冒険者は男も女も構わずに酒呑みだと思っていたが、彼女は違うようだ。
「俺も何かしないとなあ……冒険者とかやってみようかな?」
「そ、ユーマくんも、冒険者になるの?! 装備は?! 職業は?!」
「いや、その、もののはずみというか――」
彼女が急に前のめりにきた。彼女の整った顔が目の前にあって、つい入口の方へ目をそらしてしまう。すると、ちょうどタイミングよくバンと勢いよく店の扉が開いた。
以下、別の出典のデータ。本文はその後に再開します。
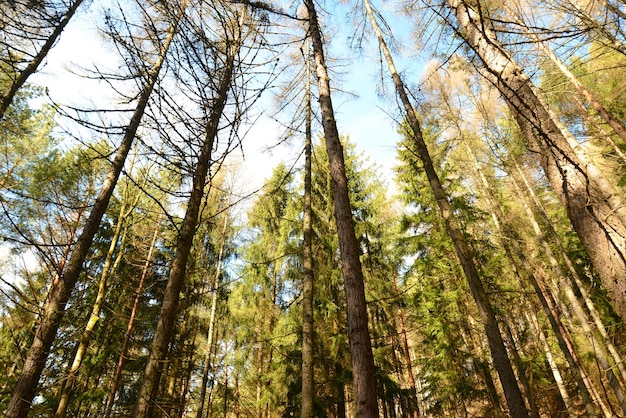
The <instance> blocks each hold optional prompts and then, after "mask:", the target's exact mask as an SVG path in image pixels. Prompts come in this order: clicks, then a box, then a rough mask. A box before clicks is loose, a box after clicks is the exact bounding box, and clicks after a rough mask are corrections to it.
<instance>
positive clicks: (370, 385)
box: [304, 0, 378, 418]
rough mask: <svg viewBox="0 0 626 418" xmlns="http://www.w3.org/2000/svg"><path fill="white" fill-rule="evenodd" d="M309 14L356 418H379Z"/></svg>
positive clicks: (332, 146)
mask: <svg viewBox="0 0 626 418" xmlns="http://www.w3.org/2000/svg"><path fill="white" fill-rule="evenodd" d="M304 4H305V6H306V8H307V10H308V15H309V16H308V17H309V35H310V36H311V39H312V42H313V55H314V58H315V66H316V69H315V71H316V75H317V79H318V91H319V103H320V109H321V112H322V125H323V127H324V136H325V140H326V152H327V153H328V163H329V166H330V167H329V168H330V175H331V178H332V181H331V189H332V195H333V204H334V206H335V220H336V224H337V235H338V238H339V250H340V254H341V272H342V275H343V280H344V287H345V292H346V305H347V317H348V338H349V341H350V354H351V355H352V373H353V383H354V400H355V402H356V415H357V416H358V417H360V418H361V417H362V418H377V417H378V401H377V397H376V377H375V374H374V370H375V369H374V356H373V354H372V345H371V341H370V336H369V329H368V318H367V306H366V301H365V286H364V283H363V271H362V268H361V261H360V259H359V256H360V247H359V243H358V241H357V239H356V235H355V232H354V220H353V219H352V209H351V206H350V197H349V194H348V192H349V191H348V180H347V178H346V170H345V162H344V155H343V147H342V145H341V141H340V139H339V132H338V131H337V122H336V120H335V115H334V110H333V104H332V100H331V96H330V79H329V77H328V71H327V69H326V61H325V58H324V50H323V43H322V35H321V32H320V28H319V23H318V21H317V14H316V12H315V6H314V4H313V1H312V0H305V1H304Z"/></svg>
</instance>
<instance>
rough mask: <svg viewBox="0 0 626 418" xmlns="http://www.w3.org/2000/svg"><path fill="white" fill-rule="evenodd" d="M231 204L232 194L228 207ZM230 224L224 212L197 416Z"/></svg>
mask: <svg viewBox="0 0 626 418" xmlns="http://www.w3.org/2000/svg"><path fill="white" fill-rule="evenodd" d="M229 206H230V195H229V201H228V204H227V207H229ZM228 225H229V216H228V213H225V214H224V225H223V226H222V231H221V238H222V240H221V242H220V249H219V251H218V254H217V268H216V271H215V277H214V278H213V283H212V295H211V313H210V314H209V330H208V331H207V343H206V350H207V351H206V355H205V356H204V365H203V367H202V382H201V383H200V396H199V397H198V411H197V412H196V418H202V412H203V410H204V402H205V399H206V387H207V384H208V380H209V372H210V371H211V352H212V350H213V334H214V333H215V314H216V312H217V302H218V300H217V297H218V295H219V285H220V276H221V275H222V264H223V259H224V251H225V248H226V231H227V229H228Z"/></svg>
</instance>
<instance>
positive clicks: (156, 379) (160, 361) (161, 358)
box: [134, 9, 246, 418]
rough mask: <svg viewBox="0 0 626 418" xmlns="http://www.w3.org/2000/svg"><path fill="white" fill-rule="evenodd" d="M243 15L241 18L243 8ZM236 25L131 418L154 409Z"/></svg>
mask: <svg viewBox="0 0 626 418" xmlns="http://www.w3.org/2000/svg"><path fill="white" fill-rule="evenodd" d="M243 13H244V15H245V13H246V12H245V9H244V12H243ZM236 24H239V25H240V26H239V28H238V29H237V36H236V39H233V40H231V42H230V43H229V45H228V51H227V57H226V63H225V67H224V70H223V73H222V75H221V77H222V78H221V80H220V82H219V86H218V89H217V92H216V98H215V103H214V104H213V107H212V109H211V116H210V119H209V120H208V121H207V128H206V133H205V138H204V143H203V144H202V149H201V151H200V155H199V156H198V165H197V167H196V171H195V173H194V178H193V185H192V190H191V195H190V197H189V201H188V203H187V210H186V211H185V216H184V219H183V224H182V227H181V230H180V233H179V235H178V240H177V243H176V253H175V256H174V260H173V261H172V266H171V268H170V273H169V277H168V281H167V286H166V288H165V292H164V295H163V302H162V304H161V312H160V315H159V320H158V323H157V327H156V330H155V332H154V337H153V340H152V349H151V351H150V356H149V358H148V363H147V364H146V368H145V372H144V377H143V379H142V383H141V387H140V390H139V395H138V399H137V404H136V405H135V412H134V416H135V417H137V418H147V417H149V416H150V414H151V410H152V407H153V406H154V405H153V402H154V400H155V397H156V393H157V391H158V388H159V380H160V376H161V373H162V370H163V362H164V361H165V359H166V357H167V348H168V345H169V343H170V340H171V337H172V334H173V332H174V322H175V319H176V313H177V310H178V301H179V299H180V292H181V290H182V288H183V285H184V283H185V273H186V271H187V259H188V258H189V253H190V252H191V247H192V245H193V237H194V235H195V232H196V226H197V223H198V216H199V213H200V206H201V204H202V199H203V198H204V190H205V186H206V180H207V177H208V173H209V169H210V167H211V155H212V151H213V145H214V142H215V138H216V136H217V132H218V127H219V120H220V118H221V116H222V113H223V111H224V108H225V106H226V101H227V98H228V90H229V88H230V87H231V80H232V77H233V73H234V69H235V57H236V53H237V50H238V49H239V47H240V42H241V30H242V28H241V24H242V22H237V23H236Z"/></svg>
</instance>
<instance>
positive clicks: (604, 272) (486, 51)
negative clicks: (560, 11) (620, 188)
mask: <svg viewBox="0 0 626 418" xmlns="http://www.w3.org/2000/svg"><path fill="white" fill-rule="evenodd" d="M447 4H448V6H449V7H450V8H451V9H452V11H453V12H454V13H455V15H456V17H457V20H458V21H459V23H460V25H461V28H462V30H461V31H460V34H461V36H463V38H464V39H465V41H466V42H467V44H468V45H469V46H471V47H472V48H473V49H474V51H475V52H476V54H477V55H478V56H479V57H480V58H481V60H482V61H483V63H484V65H485V67H486V69H487V72H486V74H485V75H486V76H487V78H488V79H490V80H491V81H492V82H493V83H494V84H495V85H496V87H497V88H498V90H499V91H500V93H501V94H502V96H503V98H504V100H505V101H506V102H507V104H508V106H509V108H510V109H511V112H512V114H513V116H514V117H515V119H516V121H517V123H518V125H519V127H520V129H521V131H522V134H523V135H524V138H525V139H526V141H527V144H528V146H529V148H530V149H532V150H533V151H534V152H536V153H537V155H538V158H539V161H540V163H541V165H542V167H543V169H544V171H545V173H546V175H547V176H548V179H549V181H550V183H551V184H552V187H553V189H554V192H555V193H556V194H557V196H558V197H559V199H560V200H561V203H562V204H563V205H564V206H565V208H566V209H567V214H568V216H569V219H570V221H571V223H572V226H573V227H574V230H575V231H576V233H577V234H578V236H579V237H580V240H581V242H582V243H583V245H584V247H585V249H586V251H587V254H588V255H589V258H590V259H591V261H592V263H593V265H594V267H595V268H596V270H597V271H598V273H599V275H600V277H601V280H602V284H603V285H604V287H605V289H606V290H607V292H608V294H609V297H610V298H611V300H613V302H614V305H615V309H616V311H617V312H618V314H619V315H620V316H621V317H622V318H623V319H626V206H625V205H624V204H623V201H622V198H621V193H620V192H618V191H617V190H615V188H614V187H613V186H612V185H611V184H610V183H609V182H608V181H607V180H606V179H605V178H603V177H602V175H601V174H600V172H599V171H598V169H597V167H595V166H594V165H593V164H592V163H591V162H590V161H588V158H587V157H586V155H585V152H584V150H581V147H580V145H579V144H578V143H577V142H576V140H575V139H574V138H573V137H572V135H571V133H569V131H567V129H566V128H565V127H563V126H562V124H561V123H560V121H559V120H558V118H556V117H555V116H554V115H553V113H552V112H551V110H550V108H549V107H548V105H547V104H546V103H545V101H544V100H543V98H542V97H541V96H540V94H539V93H538V91H537V89H536V88H535V87H534V85H533V84H532V82H531V80H530V78H529V77H528V76H527V75H526V74H525V73H524V70H523V69H522V68H521V67H520V66H519V65H517V64H516V63H515V62H514V61H513V60H512V59H511V57H510V56H509V55H508V54H507V53H506V52H505V51H504V49H503V47H502V45H501V44H500V43H499V42H498V40H497V39H496V37H495V34H494V33H493V32H492V31H491V30H490V29H489V28H488V27H487V24H486V23H485V21H484V19H483V18H482V16H481V15H480V13H478V12H477V11H476V10H475V7H474V6H472V5H470V4H474V3H470V2H469V1H466V0H447Z"/></svg>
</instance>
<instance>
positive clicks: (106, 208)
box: [5, 22, 178, 418]
mask: <svg viewBox="0 0 626 418" xmlns="http://www.w3.org/2000/svg"><path fill="white" fill-rule="evenodd" d="M177 25H178V22H175V23H174V24H173V25H172V27H171V28H170V30H169V34H168V37H167V38H166V40H165V43H164V44H163V46H162V47H161V51H160V52H159V56H158V59H157V61H156V63H155V64H154V66H153V67H152V69H151V70H150V73H149V74H148V79H147V81H146V85H145V86H144V88H143V90H142V91H141V94H140V96H139V100H138V103H137V106H136V108H135V111H134V113H133V116H132V118H131V120H130V122H129V124H128V127H127V128H126V130H125V132H124V137H123V138H122V142H121V144H120V146H119V147H118V149H117V151H116V153H115V156H114V158H113V161H112V162H111V170H110V171H109V173H108V174H107V176H106V178H105V179H104V181H103V182H102V188H101V190H100V193H99V194H98V197H97V198H96V201H95V203H94V205H93V207H92V209H91V213H90V214H89V217H88V218H87V221H86V223H85V226H84V228H83V231H82V232H81V234H80V237H79V238H78V241H77V242H76V246H75V248H74V250H73V251H72V255H71V258H70V260H69V262H68V264H67V266H66V270H65V271H64V273H63V277H61V278H60V279H59V281H58V283H57V284H56V286H54V287H53V289H52V290H51V292H50V297H49V299H48V301H47V303H46V306H45V307H44V312H43V315H42V317H41V319H40V321H39V326H38V327H37V331H36V332H35V338H34V341H33V344H32V346H31V348H30V350H29V352H28V355H27V357H26V360H25V362H24V368H23V371H22V375H21V376H20V378H19V380H18V382H17V384H16V386H15V389H14V391H13V395H12V398H11V400H10V402H9V405H8V407H7V410H6V412H5V416H6V417H7V418H24V417H26V415H27V414H28V410H29V408H30V404H31V402H32V400H33V398H34V396H35V393H36V391H37V385H38V382H39V377H40V376H41V372H42V370H43V368H44V365H45V363H46V359H47V357H48V354H49V352H50V348H51V347H52V343H53V341H54V339H55V337H56V333H57V330H58V328H59V325H60V323H61V320H62V319H63V315H64V313H65V306H66V304H67V301H68V300H69V298H70V295H71V293H72V290H73V289H74V286H75V285H76V282H77V281H78V277H79V276H80V273H81V271H82V268H83V262H84V261H85V258H87V254H88V252H89V249H90V247H91V244H92V242H93V239H94V237H95V235H96V232H97V231H98V227H99V226H100V221H101V220H102V217H103V216H104V213H105V212H106V209H107V207H108V205H109V200H110V199H111V196H112V195H113V190H114V189H115V186H116V184H117V180H118V179H119V176H120V174H121V172H122V169H123V167H124V162H125V161H126V157H127V156H128V152H129V151H130V148H131V146H132V143H133V140H134V138H135V134H136V133H137V129H138V128H139V124H140V122H141V119H142V117H143V115H144V112H145V109H146V106H147V104H148V99H149V98H150V95H151V94H152V90H153V88H154V85H155V84H156V81H157V79H158V76H159V73H160V71H161V67H162V65H163V62H164V60H165V56H166V54H167V50H168V49H169V46H170V44H171V41H172V39H173V37H174V34H175V33H176V30H177Z"/></svg>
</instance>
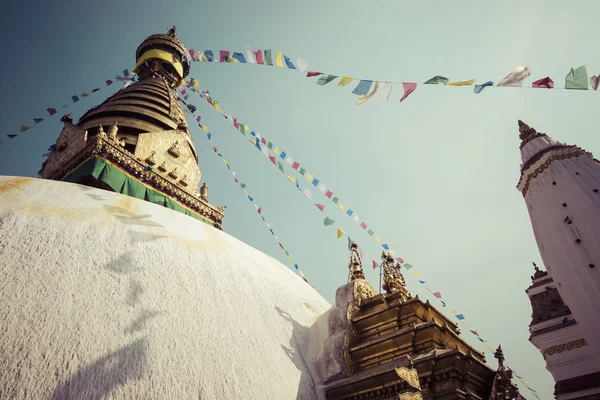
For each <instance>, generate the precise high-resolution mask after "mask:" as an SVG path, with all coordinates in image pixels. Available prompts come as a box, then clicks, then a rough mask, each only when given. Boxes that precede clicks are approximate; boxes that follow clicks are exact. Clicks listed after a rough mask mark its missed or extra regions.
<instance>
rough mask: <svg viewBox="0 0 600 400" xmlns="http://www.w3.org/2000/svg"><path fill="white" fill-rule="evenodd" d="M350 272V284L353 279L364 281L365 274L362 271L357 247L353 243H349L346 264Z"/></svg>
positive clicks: (360, 261)
mask: <svg viewBox="0 0 600 400" xmlns="http://www.w3.org/2000/svg"><path fill="white" fill-rule="evenodd" d="M348 269H349V270H350V282H352V281H353V280H355V279H365V274H364V272H363V270H362V260H361V258H360V255H359V254H358V245H357V244H356V243H354V242H351V243H350V262H349V263H348Z"/></svg>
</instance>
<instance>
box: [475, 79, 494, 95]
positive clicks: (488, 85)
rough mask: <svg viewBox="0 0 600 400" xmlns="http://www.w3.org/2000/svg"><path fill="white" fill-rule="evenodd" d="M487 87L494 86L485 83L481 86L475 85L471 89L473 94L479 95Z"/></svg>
mask: <svg viewBox="0 0 600 400" xmlns="http://www.w3.org/2000/svg"><path fill="white" fill-rule="evenodd" d="M488 86H494V82H492V81H487V82H486V83H484V84H483V85H475V87H474V88H473V91H474V92H475V94H479V93H481V91H482V90H483V89H485V88H486V87H488Z"/></svg>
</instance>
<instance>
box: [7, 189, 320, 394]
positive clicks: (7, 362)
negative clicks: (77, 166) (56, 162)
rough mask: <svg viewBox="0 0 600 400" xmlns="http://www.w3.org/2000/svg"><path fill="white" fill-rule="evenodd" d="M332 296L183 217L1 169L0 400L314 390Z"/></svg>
mask: <svg viewBox="0 0 600 400" xmlns="http://www.w3.org/2000/svg"><path fill="white" fill-rule="evenodd" d="M329 308H330V305H329V304H328V303H327V302H326V301H325V300H324V299H323V298H322V297H321V296H320V295H319V294H318V293H317V292H315V291H314V290H313V289H312V288H311V287H310V286H309V285H307V284H306V283H305V282H304V281H303V280H302V279H301V278H300V277H298V276H297V275H295V274H294V273H293V272H292V271H290V270H289V269H288V268H287V267H285V266H284V265H282V264H280V263H279V262H277V261H276V260H274V259H272V258H271V257H269V256H267V255H266V254H263V253H261V252H259V251H257V250H255V249H253V248H251V247H250V246H248V245H246V244H244V243H242V242H240V241H239V240H237V239H235V238H233V237H231V236H229V235H227V234H226V233H223V232H221V231H218V230H216V229H214V228H212V227H210V226H208V225H206V224H203V223H201V222H199V221H196V220H195V219H193V218H190V217H188V216H185V215H183V214H180V213H177V212H175V211H172V210H170V209H167V208H164V207H160V206H158V205H154V204H151V203H148V202H145V201H141V200H137V199H134V198H131V197H127V196H123V195H120V194H116V193H111V192H107V191H102V190H97V189H92V188H88V187H84V186H80V185H75V184H70V183H63V182H54V181H44V180H37V179H29V178H14V177H0V398H2V399H4V398H6V399H26V398H27V399H65V398H72V399H101V398H102V399H125V398H127V399H201V400H206V399H245V400H249V399H260V400H264V399H276V400H282V399H313V398H315V397H316V396H315V393H314V387H313V379H312V377H311V370H310V368H311V365H312V359H311V358H313V357H315V354H316V352H317V350H316V349H318V348H319V347H320V346H321V343H316V342H318V341H319V340H320V339H319V340H315V339H314V338H313V340H312V341H311V340H309V339H308V338H309V335H308V327H310V326H311V325H313V323H314V322H315V321H316V320H317V319H318V318H319V316H320V315H322V314H323V313H324V312H325V311H327V310H328V309H329Z"/></svg>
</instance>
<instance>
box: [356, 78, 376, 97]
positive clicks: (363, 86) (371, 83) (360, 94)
mask: <svg viewBox="0 0 600 400" xmlns="http://www.w3.org/2000/svg"><path fill="white" fill-rule="evenodd" d="M372 84H373V81H365V80H361V81H360V82H359V83H358V86H357V87H356V88H355V89H354V90H353V91H352V93H354V94H355V95H357V96H365V95H367V94H369V89H370V88H371V85H372Z"/></svg>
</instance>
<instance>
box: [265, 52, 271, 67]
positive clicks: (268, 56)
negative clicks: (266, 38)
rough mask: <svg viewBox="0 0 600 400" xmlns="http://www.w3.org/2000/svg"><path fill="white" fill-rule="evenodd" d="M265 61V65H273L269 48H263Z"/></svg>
mask: <svg viewBox="0 0 600 400" xmlns="http://www.w3.org/2000/svg"><path fill="white" fill-rule="evenodd" d="M265 63H267V65H271V66H272V65H273V57H272V55H271V49H268V50H265Z"/></svg>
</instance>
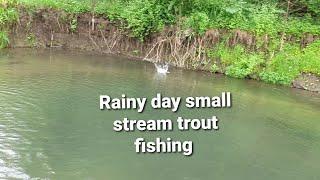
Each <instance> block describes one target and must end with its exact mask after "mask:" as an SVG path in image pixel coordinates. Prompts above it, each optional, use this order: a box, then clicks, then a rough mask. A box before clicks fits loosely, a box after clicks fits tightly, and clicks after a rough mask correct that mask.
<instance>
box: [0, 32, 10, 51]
mask: <svg viewBox="0 0 320 180" xmlns="http://www.w3.org/2000/svg"><path fill="white" fill-rule="evenodd" d="M9 42H10V41H9V37H8V34H7V32H5V31H0V49H2V48H6V47H7V46H8V45H9Z"/></svg>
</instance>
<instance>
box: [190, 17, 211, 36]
mask: <svg viewBox="0 0 320 180" xmlns="http://www.w3.org/2000/svg"><path fill="white" fill-rule="evenodd" d="M209 21H210V20H209V17H208V16H207V14H206V13H202V12H195V13H193V14H191V15H190V16H189V17H188V18H187V19H186V22H185V27H186V28H191V29H193V30H194V31H195V32H196V33H197V34H200V35H203V34H204V33H205V32H206V30H207V29H208V27H209V25H210V24H209Z"/></svg>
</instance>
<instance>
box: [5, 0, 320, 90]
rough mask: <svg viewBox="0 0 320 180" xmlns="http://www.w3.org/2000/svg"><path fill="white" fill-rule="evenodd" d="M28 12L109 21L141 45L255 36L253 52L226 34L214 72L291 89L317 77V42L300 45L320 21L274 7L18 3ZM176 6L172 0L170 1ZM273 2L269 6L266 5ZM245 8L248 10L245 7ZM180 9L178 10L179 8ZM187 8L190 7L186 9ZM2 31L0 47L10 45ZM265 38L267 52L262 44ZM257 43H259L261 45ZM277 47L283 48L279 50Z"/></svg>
mask: <svg viewBox="0 0 320 180" xmlns="http://www.w3.org/2000/svg"><path fill="white" fill-rule="evenodd" d="M18 2H19V4H20V5H22V6H24V7H27V8H29V9H39V8H53V9H59V10H63V11H66V12H67V13H72V14H78V13H85V12H94V13H95V14H100V15H104V16H107V17H108V18H109V19H111V20H119V21H122V22H124V23H123V24H124V27H123V28H127V29H130V30H131V32H132V35H133V36H135V37H137V38H139V39H141V40H143V39H144V38H145V37H146V36H148V35H149V34H151V33H153V32H156V31H161V29H162V28H163V27H164V26H165V25H170V24H173V25H175V26H180V27H181V29H182V30H184V29H192V31H191V34H190V36H192V37H197V36H202V35H203V34H204V33H205V32H206V31H207V30H208V29H212V28H216V29H229V30H239V29H240V30H241V31H246V32H249V33H251V34H253V35H254V36H255V37H256V39H257V42H256V44H257V45H256V48H255V50H248V49H246V48H245V47H244V46H242V45H240V44H239V45H236V46H232V47H230V46H229V45H227V44H228V43H227V41H228V35H226V37H225V38H224V39H223V40H221V42H220V43H219V44H218V45H216V46H214V47H211V48H208V49H207V50H206V51H205V52H199V53H205V54H207V56H208V58H209V59H210V61H211V62H213V64H212V67H211V69H212V72H222V73H225V74H227V75H228V76H231V77H236V78H245V77H251V78H256V79H261V80H263V81H266V82H271V83H276V84H285V85H289V84H290V83H291V82H292V81H293V79H294V78H296V77H297V76H298V75H299V74H301V73H303V72H304V73H313V74H317V75H320V51H319V49H320V41H319V40H318V41H315V42H313V43H312V44H309V45H308V46H307V47H304V48H302V49H301V45H300V44H301V42H300V40H301V39H303V37H304V36H305V35H306V34H311V35H320V25H319V24H320V23H319V18H318V17H315V18H314V17H311V16H309V15H306V16H303V17H298V16H292V17H285V16H284V13H285V12H284V11H283V10H281V9H280V8H278V7H276V6H275V4H273V3H270V4H268V3H267V4H259V5H254V4H250V3H245V1H232V3H225V2H224V1H214V0H205V1H195V2H193V3H192V4H191V5H192V7H191V5H188V4H187V2H191V1H186V3H185V4H184V5H179V6H177V4H174V3H172V4H170V1H168V2H160V3H159V2H158V1H152V0H143V1H137V0H131V1H126V2H123V1H119V0H115V1H111V0H99V1H91V0H78V1H74V0H18ZM172 2H176V1H172ZM270 2H271V1H270ZM248 4H249V5H248ZM177 7H178V8H177ZM190 7H191V8H190ZM0 10H1V11H0V23H1V22H2V24H1V25H2V26H4V25H5V24H6V23H8V22H10V21H13V20H14V19H16V15H15V14H14V11H15V9H14V8H1V9H0ZM283 35H285V36H286V37H295V39H296V42H295V41H287V42H285V43H284V44H283V37H284V36H283ZM5 37H6V34H5V28H2V30H1V33H0V39H2V43H0V46H2V47H4V46H6V45H7V44H8V43H9V40H8V39H6V38H5ZM265 37H268V43H267V47H262V46H265V44H264V43H265V42H264V41H263V39H264V38H265ZM259 43H260V44H259ZM280 46H281V48H280Z"/></svg>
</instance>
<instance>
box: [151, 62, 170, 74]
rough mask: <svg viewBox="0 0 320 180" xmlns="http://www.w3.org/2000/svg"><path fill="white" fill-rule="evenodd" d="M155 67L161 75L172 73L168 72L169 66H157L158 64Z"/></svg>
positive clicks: (160, 64)
mask: <svg viewBox="0 0 320 180" xmlns="http://www.w3.org/2000/svg"><path fill="white" fill-rule="evenodd" d="M154 66H155V67H156V69H157V72H158V73H160V74H167V73H170V72H169V71H168V70H169V65H168V64H157V63H154Z"/></svg>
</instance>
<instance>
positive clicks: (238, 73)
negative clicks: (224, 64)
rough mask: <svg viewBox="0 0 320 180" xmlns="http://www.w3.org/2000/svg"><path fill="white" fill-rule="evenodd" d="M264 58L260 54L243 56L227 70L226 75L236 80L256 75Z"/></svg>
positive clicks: (229, 67) (254, 54)
mask: <svg viewBox="0 0 320 180" xmlns="http://www.w3.org/2000/svg"><path fill="white" fill-rule="evenodd" d="M262 62H263V58H262V57H261V56H260V55H258V54H243V55H242V56H241V57H239V58H238V59H237V60H236V61H235V62H234V63H233V64H232V65H230V66H228V67H227V69H226V75H228V76H231V77H236V78H246V77H248V76H249V75H254V74H255V73H256V72H257V70H258V68H259V65H260V64H261V63H262Z"/></svg>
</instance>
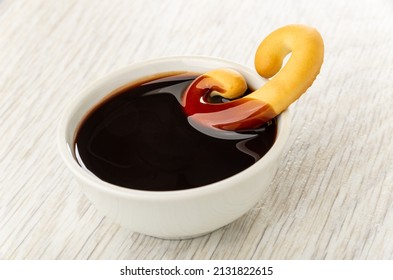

突然の出来事に店にいた客たちも皆そちらの方へ向いた。
栗色の髪をした女の子が護衛を引き連れて入ってきた。豪華ではないが質のいい洋服をしっかりと着こなしている。服装は違ったが、彼女には見覚えがあった。
「キミはさっきの――」
彼女は俺と目が合うと照れながらもうれしそうだった。
「あれは、ルシーレ様?!」
「な、領主のお姫様がここに――?!」
客の一人が彼女の事を知っていたらしい。だが、それには構わず一直線に彼女は俺の方へ歩いてくる。その足取りに迷いはなく、そして、可憐だった。
俺の前まで来たルシーレが見上げてくる。ぐっと、胸の前で手が握られている。うるんで揺れる碧い瞳が俺を捉えた。
「あ、あの! 私と、結婚っ、してください――っ!!」
店の空気が凍った。しばらく誰も口を開かない。
俺の後ろでソーヤさんが麦酒を呷っている。ごくごくと、のど越しの音がやけに大きく聞こえる。その間、誰も動かなかった。そして、ダンッとカウンターにジョッキが乱暴に叩き付けられた。
「――決闘を申し込む。ソーヤ ランツェルの名に懸けて、ユーマを勝手にさせない!」
「力ずく? 上等ね。剣を――」
野次馬たちが盛り上がる。脇に立てかけていた槍を構えるソーヤと護衛から剣を受け取るルシーレ――二人は外へと出て行った。
「こんな、こんなことって――」
俺が与えられたのは、初期好感度が異様に高いという能力――って、この能力で逆に生きづらくなってないか?!
俺の力では止めることができない二人の決闘を見ているしかできなかった。